IN BRIEF (Page 15)
Little change
Aristocrat Leisure Ltd, the world's second-largest maker of slot machines, said profit will stall a second year amid "difficult" trading in Australia, Japan and North America. The stock slumped the most in almost four years.
Net income will be around A$240.1 million ($213 million) in the 12 months ended December 31, little changed from a year earlier, Sydney-based Aristocrat said yesterday. The forecast is 19 percent below the A$296.6 million average of eight analyst estimates compiled by Bloomberg.
Full ownership sought
Wal-Mart Stores Inc, the world's biggest retailer, will invest as much as 100 billion yen ($876 million) to buy the remaining 49 percent stake of Japan unit Seiyu Ltd it doesn't already own.
The offer of 140 yen for each ordinary share in Tokyo- based Seiyu is a 61 percent premium to the stock's closing price on Friday, Wal-Mart said in a statement yesterday. It is struggling to turn around Seiyu's performance in a nation where retail sales have fallen for nine of the past 11 months.
Unknown investor
An unnamed foreign investment company could buy a stake in Cie de Saint-Gobain SA alongside French investment firm Wendel, La Lettre de l'Expansion said.

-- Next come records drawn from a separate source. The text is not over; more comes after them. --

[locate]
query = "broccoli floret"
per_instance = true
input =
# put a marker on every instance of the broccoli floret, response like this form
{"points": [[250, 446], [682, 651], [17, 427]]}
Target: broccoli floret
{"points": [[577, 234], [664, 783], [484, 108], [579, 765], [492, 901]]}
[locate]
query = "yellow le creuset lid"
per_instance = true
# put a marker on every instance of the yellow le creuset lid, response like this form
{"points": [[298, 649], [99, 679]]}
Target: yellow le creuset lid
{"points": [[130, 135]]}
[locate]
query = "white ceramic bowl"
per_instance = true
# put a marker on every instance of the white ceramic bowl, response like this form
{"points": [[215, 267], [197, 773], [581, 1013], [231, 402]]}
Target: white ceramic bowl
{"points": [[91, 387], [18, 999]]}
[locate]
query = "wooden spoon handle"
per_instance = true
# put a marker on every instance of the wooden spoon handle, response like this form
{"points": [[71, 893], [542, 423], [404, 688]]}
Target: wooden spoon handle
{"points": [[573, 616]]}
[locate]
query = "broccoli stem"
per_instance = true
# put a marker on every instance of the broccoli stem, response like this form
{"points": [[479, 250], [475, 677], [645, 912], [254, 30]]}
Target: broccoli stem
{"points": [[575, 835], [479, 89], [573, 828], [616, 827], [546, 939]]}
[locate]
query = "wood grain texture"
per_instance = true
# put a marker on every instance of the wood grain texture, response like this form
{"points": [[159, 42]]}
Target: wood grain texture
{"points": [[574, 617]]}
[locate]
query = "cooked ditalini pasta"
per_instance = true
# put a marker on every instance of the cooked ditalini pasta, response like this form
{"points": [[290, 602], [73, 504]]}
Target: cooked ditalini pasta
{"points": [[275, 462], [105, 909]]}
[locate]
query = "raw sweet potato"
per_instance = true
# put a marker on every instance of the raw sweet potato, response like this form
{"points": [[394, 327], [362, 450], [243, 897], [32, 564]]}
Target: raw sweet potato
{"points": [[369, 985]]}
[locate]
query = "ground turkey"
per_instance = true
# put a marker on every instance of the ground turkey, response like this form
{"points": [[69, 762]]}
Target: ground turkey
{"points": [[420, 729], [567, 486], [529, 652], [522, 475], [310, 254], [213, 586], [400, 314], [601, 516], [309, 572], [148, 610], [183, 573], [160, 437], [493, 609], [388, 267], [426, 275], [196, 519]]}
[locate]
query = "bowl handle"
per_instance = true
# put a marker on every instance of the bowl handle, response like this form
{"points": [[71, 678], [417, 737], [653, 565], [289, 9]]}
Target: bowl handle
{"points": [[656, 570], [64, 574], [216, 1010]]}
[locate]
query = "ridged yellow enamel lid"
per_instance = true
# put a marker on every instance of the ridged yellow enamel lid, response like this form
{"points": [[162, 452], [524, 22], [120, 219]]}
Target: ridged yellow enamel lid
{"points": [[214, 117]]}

Wendel said on September 26 it build a 6 percent stake in Saint Gobain. It could raise this level, according to the report in the French newspaper. The companies could in time seek to split up Saint Gobain, the report said, without citing anyone.
Windy purchase
Fersa Energias Renovables SA, a Spanish renewable-energy operator, will pay 251 million euros to buy wind power projects in Spain, India, Poland and France.
Fersa will purchase combined capacity of 570 megawatts with the transactions, the company said yesterday in a filing to regulators. Fersa will sell 64.9 million new shares to finance the transaction, the company said.
Rights issue planned
Carlsberg A/S is planning a rights issue valued at 30 billion Danish krone ($5.8 billion) to fund its proposed takeover bid for Scottish & Newcastle Plc, the Financial Times reported, without saying where it got its information.
Danske Bank and Nordea will initially underwrite an equity bridge facility, and a rights issue will be made later to back the plan by Carlsberg and Heineken NV to buy S&N in a deal valued at 7.1 billion pounds, the FT added.